In [1]:
from accelerate import init_empty_weights
from accelerate.utils import BnbQuantizationConfig
from accelerate.utils import load_and_quantize_model
import torch
import numpy as np
import torch
import torch.nn as nn
from einops import rearrange
from torch.nn import functional

EPSILON = np.finfo(np.float32).eps

  from .autonotebook import tqdm as notebook_tqdm


In [2]:
class SequenceModel(nn.Module):
    def __init__(
        self,
        input_size,
        output_size,
        hidden_size,
        num_layers,
        bidirectional,
        sequence_model="GRU",
        output_activate_function="Tanh",
        num_groups=4,
        mogrify_steps=5,
        dropout=0.0,
    ):
        super().__init__()
        if sequence_model == "LSTM":
            self.sequence_model = nn.LSTM(
                input_size=input_size,
                hidden_size=hidden_size,
                num_layers=num_layers,
                bidirectional=bidirectional,
                dropout=dropout,
            )
        elif sequence_model == "GRU":
            self.sequence_model = nn.GRU(
                input_size=input_size,
                hidden_size=hidden_size,
                num_layers=num_layers,
                bidirectional=bidirectional,
                dropout=dropout,
            )
        else:
            raise NotImplementedError(f"Not implemented {sequence_model}")
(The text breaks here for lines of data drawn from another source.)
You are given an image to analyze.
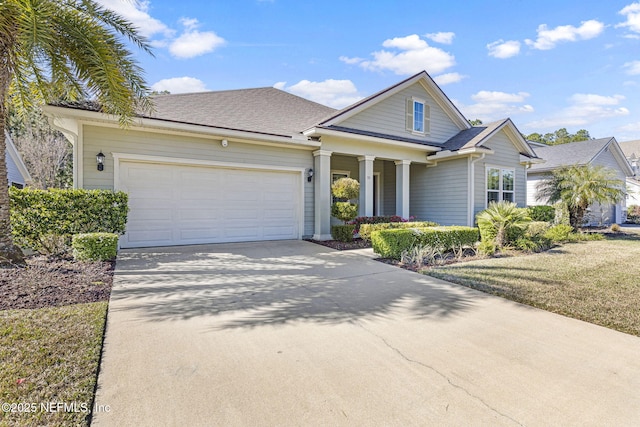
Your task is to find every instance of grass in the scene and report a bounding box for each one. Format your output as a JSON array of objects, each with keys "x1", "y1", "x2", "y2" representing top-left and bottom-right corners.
[
  {"x1": 0, "y1": 302, "x2": 108, "y2": 426},
  {"x1": 425, "y1": 232, "x2": 640, "y2": 336}
]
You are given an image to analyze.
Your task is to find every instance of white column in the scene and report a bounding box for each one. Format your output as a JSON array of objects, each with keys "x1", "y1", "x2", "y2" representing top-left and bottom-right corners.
[
  {"x1": 395, "y1": 160, "x2": 411, "y2": 219},
  {"x1": 313, "y1": 150, "x2": 333, "y2": 240},
  {"x1": 358, "y1": 155, "x2": 375, "y2": 217}
]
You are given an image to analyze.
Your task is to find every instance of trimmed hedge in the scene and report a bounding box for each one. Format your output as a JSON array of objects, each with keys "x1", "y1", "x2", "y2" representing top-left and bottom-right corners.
[
  {"x1": 331, "y1": 224, "x2": 356, "y2": 242},
  {"x1": 371, "y1": 226, "x2": 480, "y2": 259},
  {"x1": 350, "y1": 215, "x2": 413, "y2": 233},
  {"x1": 72, "y1": 233, "x2": 119, "y2": 261},
  {"x1": 359, "y1": 221, "x2": 439, "y2": 241},
  {"x1": 527, "y1": 205, "x2": 555, "y2": 222},
  {"x1": 9, "y1": 188, "x2": 128, "y2": 253}
]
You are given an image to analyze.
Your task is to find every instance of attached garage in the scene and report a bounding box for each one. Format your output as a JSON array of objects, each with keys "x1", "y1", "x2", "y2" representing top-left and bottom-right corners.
[{"x1": 115, "y1": 156, "x2": 303, "y2": 248}]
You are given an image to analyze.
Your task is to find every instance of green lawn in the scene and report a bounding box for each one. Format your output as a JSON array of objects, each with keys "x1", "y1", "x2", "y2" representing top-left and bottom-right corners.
[
  {"x1": 0, "y1": 302, "x2": 108, "y2": 426},
  {"x1": 426, "y1": 233, "x2": 640, "y2": 336}
]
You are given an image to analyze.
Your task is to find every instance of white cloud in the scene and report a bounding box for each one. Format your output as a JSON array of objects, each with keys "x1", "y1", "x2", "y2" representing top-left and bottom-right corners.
[
  {"x1": 457, "y1": 91, "x2": 534, "y2": 122},
  {"x1": 424, "y1": 32, "x2": 455, "y2": 44},
  {"x1": 340, "y1": 34, "x2": 455, "y2": 75},
  {"x1": 433, "y1": 72, "x2": 466, "y2": 85},
  {"x1": 525, "y1": 93, "x2": 628, "y2": 129},
  {"x1": 617, "y1": 2, "x2": 640, "y2": 34},
  {"x1": 525, "y1": 19, "x2": 605, "y2": 50},
  {"x1": 95, "y1": 0, "x2": 172, "y2": 38},
  {"x1": 168, "y1": 18, "x2": 226, "y2": 59},
  {"x1": 275, "y1": 79, "x2": 362, "y2": 109},
  {"x1": 487, "y1": 40, "x2": 521, "y2": 58},
  {"x1": 618, "y1": 121, "x2": 640, "y2": 132},
  {"x1": 151, "y1": 77, "x2": 207, "y2": 93},
  {"x1": 624, "y1": 60, "x2": 640, "y2": 75}
]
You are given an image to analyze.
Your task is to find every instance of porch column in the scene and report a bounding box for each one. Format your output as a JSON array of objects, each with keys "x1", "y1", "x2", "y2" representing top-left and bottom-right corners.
[
  {"x1": 313, "y1": 150, "x2": 333, "y2": 240},
  {"x1": 358, "y1": 155, "x2": 375, "y2": 217},
  {"x1": 395, "y1": 160, "x2": 411, "y2": 219}
]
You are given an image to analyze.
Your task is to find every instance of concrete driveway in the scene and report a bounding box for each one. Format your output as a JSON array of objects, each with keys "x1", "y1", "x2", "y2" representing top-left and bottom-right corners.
[{"x1": 92, "y1": 241, "x2": 640, "y2": 426}]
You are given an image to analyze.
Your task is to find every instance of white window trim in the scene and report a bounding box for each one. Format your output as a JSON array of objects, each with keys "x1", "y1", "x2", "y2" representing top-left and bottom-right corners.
[
  {"x1": 406, "y1": 97, "x2": 430, "y2": 136},
  {"x1": 485, "y1": 165, "x2": 515, "y2": 207}
]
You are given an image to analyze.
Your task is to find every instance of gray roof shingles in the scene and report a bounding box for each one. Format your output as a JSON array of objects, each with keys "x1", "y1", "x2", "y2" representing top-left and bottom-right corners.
[
  {"x1": 143, "y1": 88, "x2": 336, "y2": 137},
  {"x1": 528, "y1": 137, "x2": 613, "y2": 172},
  {"x1": 619, "y1": 140, "x2": 640, "y2": 159}
]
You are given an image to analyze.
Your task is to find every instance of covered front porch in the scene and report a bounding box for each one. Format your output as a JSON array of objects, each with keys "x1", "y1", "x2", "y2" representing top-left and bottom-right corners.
[{"x1": 311, "y1": 150, "x2": 413, "y2": 240}]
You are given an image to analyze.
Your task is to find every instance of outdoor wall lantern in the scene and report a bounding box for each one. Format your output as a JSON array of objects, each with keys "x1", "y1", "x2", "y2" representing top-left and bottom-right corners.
[
  {"x1": 307, "y1": 168, "x2": 314, "y2": 182},
  {"x1": 97, "y1": 151, "x2": 105, "y2": 171}
]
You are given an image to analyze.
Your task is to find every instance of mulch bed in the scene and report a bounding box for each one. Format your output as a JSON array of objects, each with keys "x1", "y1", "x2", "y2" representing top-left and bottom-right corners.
[
  {"x1": 305, "y1": 238, "x2": 371, "y2": 251},
  {"x1": 0, "y1": 256, "x2": 115, "y2": 311}
]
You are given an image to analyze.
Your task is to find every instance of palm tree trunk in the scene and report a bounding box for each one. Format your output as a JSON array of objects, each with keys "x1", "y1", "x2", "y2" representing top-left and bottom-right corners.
[{"x1": 0, "y1": 54, "x2": 26, "y2": 266}]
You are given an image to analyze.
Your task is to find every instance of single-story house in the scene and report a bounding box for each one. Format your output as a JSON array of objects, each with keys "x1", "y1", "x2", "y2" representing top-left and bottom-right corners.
[
  {"x1": 527, "y1": 138, "x2": 633, "y2": 225},
  {"x1": 4, "y1": 131, "x2": 31, "y2": 188},
  {"x1": 45, "y1": 71, "x2": 541, "y2": 248},
  {"x1": 618, "y1": 140, "x2": 640, "y2": 206}
]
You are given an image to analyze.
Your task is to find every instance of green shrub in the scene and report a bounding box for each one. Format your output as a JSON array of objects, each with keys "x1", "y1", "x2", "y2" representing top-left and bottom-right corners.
[
  {"x1": 514, "y1": 236, "x2": 552, "y2": 252},
  {"x1": 477, "y1": 240, "x2": 497, "y2": 256},
  {"x1": 9, "y1": 187, "x2": 128, "y2": 254},
  {"x1": 544, "y1": 224, "x2": 574, "y2": 242},
  {"x1": 350, "y1": 215, "x2": 415, "y2": 233},
  {"x1": 71, "y1": 233, "x2": 118, "y2": 261},
  {"x1": 476, "y1": 201, "x2": 531, "y2": 248},
  {"x1": 627, "y1": 205, "x2": 640, "y2": 223},
  {"x1": 525, "y1": 221, "x2": 552, "y2": 238},
  {"x1": 527, "y1": 205, "x2": 555, "y2": 222},
  {"x1": 331, "y1": 202, "x2": 359, "y2": 223},
  {"x1": 359, "y1": 221, "x2": 439, "y2": 241},
  {"x1": 331, "y1": 224, "x2": 356, "y2": 242},
  {"x1": 331, "y1": 177, "x2": 360, "y2": 200},
  {"x1": 371, "y1": 226, "x2": 480, "y2": 259}
]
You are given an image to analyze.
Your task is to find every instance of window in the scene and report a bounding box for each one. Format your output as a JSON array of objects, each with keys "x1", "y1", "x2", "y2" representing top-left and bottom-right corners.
[
  {"x1": 406, "y1": 97, "x2": 430, "y2": 134},
  {"x1": 486, "y1": 167, "x2": 515, "y2": 205}
]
        # Fully connected layer
        if int(output_size):
            if bidirectional:
                self.fc_output_layer = nn.Linear(hidden_size * 2, output_size)
            else:
                self.fc_output_layer = nn.Linear(hidden_size, output_size)

        # Activation function layer
        if output_activate_function:
            if output_activate_function == "Tanh":
                self.activate_function = nn.Tanh()
            elif output_activate_function == "ReLU":
                self.activate_function = nn.ReLU()
            elif output_activate_function == "ReLU6":
                self.activate_function = nn.ReLU6()
            elif output_activate_function == "LeakyReLU":
                self.activate_function = nn.LeakyReLU()
            elif output_activate_function == "PReLU":
                self.activate_function = nn.PReLU()
            else:
                raise NotImplementedError(
                    f"Not implemented activation function {self.activate_function}"
                )

        self.output_activate_function = output_activate_function
        self.output_size = output_size

        # only for custom_lstm and are needed to clean up
        self.sequence_model_name = sequence_model
        self.hidden_size = hidden_size
        self.num_layers = num_layers

    def forward(self, x):
        """
        Args:
            x: [B, F, T]
        Returns:
            [B, F, T]
        """
        assert x.dim() == 3, f"Shape is {x.shape}."
        batch_size, _, _ = x.shape

        if self.sequence_model_name == "LayerNormLSTM":
            states = [
                (
                    torch.zeros(batch_size, self.hidden_size, device=x.device),
                    torch.zeros(batch_size, self.hidden_size, device=x.device),
                )
                for _ in range(self.num_layers)
            ]
        else:
            states = None

        x = x.permute(2, 0, 1).contiguous()  # [B, F, T] => [T, B, F]
        o, _ = self.sequence_model(x, states)  # [T, B, F] => [T, B, F]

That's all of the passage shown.